Britain's Deputy High Commissioner in Jamaica, Phil Sinkinson, says that more than 10 percent of all the passengers flying from Jamaica to Britain could be smuggling cocaine.
Mr. Sinkinson told British radio that most of the smugglers are poor women tempted by payments of up to $5,000 for bringing drugs into Britain.
"Now if you consider where they are coming from, from areas of pretty desperate poverty, a lot of them single mothers. It is very important for them to be able to get a hold of fast bucks to look after their family," he said.
His comments follow the arrest last month of nearly 40 Jamaicans at Britain's Heathrow and Gatwick airports on cocaine smuggling charges.

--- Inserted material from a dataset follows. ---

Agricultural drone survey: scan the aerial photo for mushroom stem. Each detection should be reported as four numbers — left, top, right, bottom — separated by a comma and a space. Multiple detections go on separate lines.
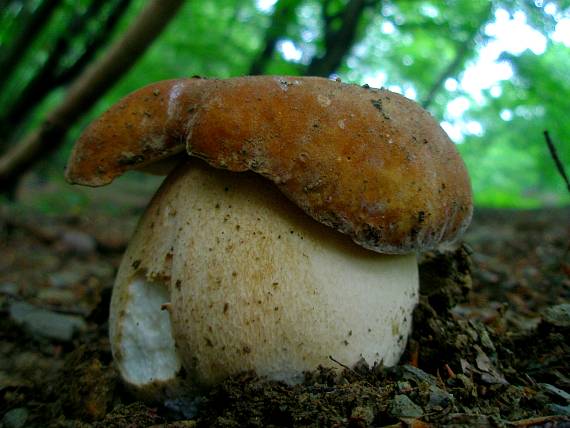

Authorities warn that the smugglers are jeopardizing their health by swallowing large numbers of condoms filled with cocaine in their efforts to elude arrest.
In a related development, Britain's customs service has announced the deployment of dogs trained to sit and look at suspected drug smugglers after sniffing them out.
Customs and excise officer Julie Pope explained the dogs' function to reporters in London.
"We have changed the training of the dogs so that in all types of environments, they give what we call a passive indication, which means they sit and stare at where they think the drug smell is coming from," he said.
The dogs are considered particularly well suited for passenger searches at crowded airports, where it would be difficult to use more aggressive dogs.